With admirable German tenacity, the three remaining gunners heaved their gun around toward this new threat, swabbing the steaming muzzle and ramming powder charge and muslin bags filled with deadly grapeshot with machinelike precision. Not bothering with instruments, they simply pointed the muzzle at the charging mass of patriot soldiers.
His face a study in calm and steady deliberation, Ned took aim and dropped the gunner holding the linstock—the long rod wrapped with the slow match fuse used to light the charge.
“Neddy!”
Like jugglers at the fair, Jack tossed up his loaded rifle at the same time the spent weapon was dropped down. With a calm grace, Ned cocked the gun, pulled quick aim, and picked off a courageous gunner just as he lunged forward to pluck the smoking linstock from the hands of his fallen comrade. The sole surviving artilleryman cast a panicked glance toward the maple tree, and hurled himself over the breastwork, abandoning the cannon.
“Done!” Jack shouted. They scrambled down the tree, finished reloading, and ran to join the chaos at the foot of the hill.
Gunfire rang out fast and furious.

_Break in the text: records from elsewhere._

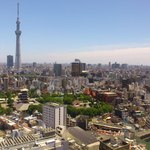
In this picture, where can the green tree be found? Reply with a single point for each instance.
(33, 108)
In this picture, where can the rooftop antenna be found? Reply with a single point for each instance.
(18, 10)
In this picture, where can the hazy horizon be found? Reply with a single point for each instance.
(92, 31)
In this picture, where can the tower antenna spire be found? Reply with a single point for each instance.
(18, 9)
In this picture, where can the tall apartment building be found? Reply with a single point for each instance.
(57, 69)
(10, 61)
(54, 115)
(77, 68)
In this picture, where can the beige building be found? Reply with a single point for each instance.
(54, 115)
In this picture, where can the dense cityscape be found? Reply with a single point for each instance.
(73, 106)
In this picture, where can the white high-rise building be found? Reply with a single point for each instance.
(54, 115)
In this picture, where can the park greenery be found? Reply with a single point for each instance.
(96, 107)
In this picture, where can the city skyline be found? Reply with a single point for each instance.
(94, 32)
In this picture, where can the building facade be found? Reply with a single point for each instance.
(57, 70)
(77, 68)
(54, 115)
(10, 61)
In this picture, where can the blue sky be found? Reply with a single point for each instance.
(95, 31)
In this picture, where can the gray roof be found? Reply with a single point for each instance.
(83, 136)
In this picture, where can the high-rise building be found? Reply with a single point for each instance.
(18, 33)
(10, 61)
(6, 82)
(54, 115)
(77, 67)
(57, 69)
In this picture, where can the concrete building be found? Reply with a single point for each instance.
(57, 69)
(6, 83)
(114, 144)
(23, 96)
(54, 115)
(77, 67)
(10, 61)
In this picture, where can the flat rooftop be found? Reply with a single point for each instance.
(83, 136)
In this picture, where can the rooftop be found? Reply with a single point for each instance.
(83, 136)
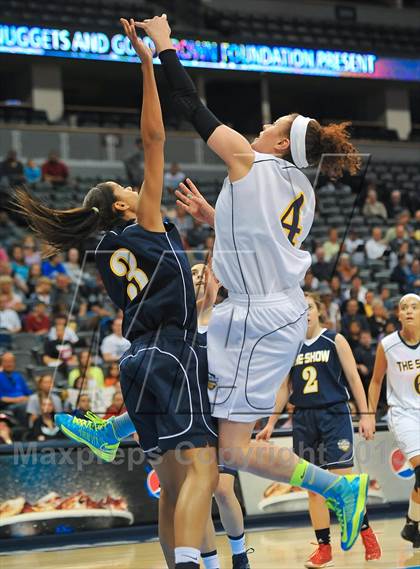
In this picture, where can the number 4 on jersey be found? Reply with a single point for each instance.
(290, 219)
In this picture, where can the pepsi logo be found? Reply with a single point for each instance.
(153, 484)
(400, 465)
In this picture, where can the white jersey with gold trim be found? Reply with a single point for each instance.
(261, 222)
(403, 372)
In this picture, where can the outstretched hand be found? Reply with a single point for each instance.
(194, 203)
(158, 30)
(144, 52)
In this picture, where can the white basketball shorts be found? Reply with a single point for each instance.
(405, 425)
(252, 343)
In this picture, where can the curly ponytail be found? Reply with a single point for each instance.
(330, 147)
(61, 230)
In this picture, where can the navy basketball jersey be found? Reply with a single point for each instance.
(148, 276)
(317, 377)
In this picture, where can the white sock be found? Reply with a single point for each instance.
(211, 560)
(414, 511)
(237, 544)
(187, 555)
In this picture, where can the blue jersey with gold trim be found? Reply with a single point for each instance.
(148, 276)
(317, 377)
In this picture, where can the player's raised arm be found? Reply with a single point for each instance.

The encampment was shrouded in smoke, and the field was littered with blue-coated humps of fallen soldiers.
“Jack Hampton!” Titus shouted from behind a choice cluster of tree stumps and rubble, waving his hat. “Over here!”
Jack and Ned ran in a crouch, dodging around the fallen. With musket fire whizzing overhead, they slid in to join their fellows.
“What took you so long?” Titus said with a grin, ramming a load down the barrel of his rifle.
“Damn Germans managed to shake us out of our perch.” Rolling over to lie on his stomach, Jack waited for a blue jacket to move into his sights and he fired.
A rifle was best used from a position of cover, where the shooter
could maintain protection while reloading. Jack and his fellow scouts quickly spent the ammunition on their bullet boards, and were forced to resort to fumbling with individual patches and lead balls.
Assaulted from every direction, the Brunswickers’ steady fire began to slow, and then, after a few sporadic pops and flares, the German line went quiet.
Jack rolled to lean back against their cover. He drew a deep breath, and coughed, lungs burning from breathing in acrid sulfur smoke. His shirt stuck to his skin with a glue of sweat, dust, and dirt, and his rifle was blazing hot in his hands. Mouth equally gummy, he longed for a drink from his flask to wash away the coppery taste of blood in his mouth where he’d bitten his tongue in the fall from the tree. “Sounds like they’ve run out of either powder or ammunition.”
“Or both,” said Titus. “If our fellows have taken their ammunition wagons as planned.”
“Good.” Isaac wiped the sweat from his face on his sleeve and laid his rifle aside. “My gun is useless—fouled.”
“Mine, too.” Ned strapped his rifle across his back and unhooked the tomahawk from his belt.
In the sudden quiet Jack became aware of the ringing in his ears. “You think they’ll surrender?”
Isaac tugged his battle club free. “I wouldn’t.”
Jack and Titus followed suit. Armed with tomahawks and razor-sharp knives slipped inside knee garters, they coiled into a crouch, ready for anything.
A breeze swept across the field, lifting the heavy gun smoke. As if on this signal, three sharp blasts of a whistle accompanied by orders shouted in a guttural tongue snapped all rebel eyes to the redoubt. With a barbaric battle cry that Jack imagined must have once sent a chill up the spine of Roman centurions ages ago, the besieged Brunswickers charged down from their defensive position in a whirl and fury, bright sabers upraised, bayonets honed and shining glorious in the sunshine. These hardened faces looked determined to cut a way through the rebel lines. The Patriot militiamen sprang forward and met the enemy with a flash of musket fire and a clank of edged steel.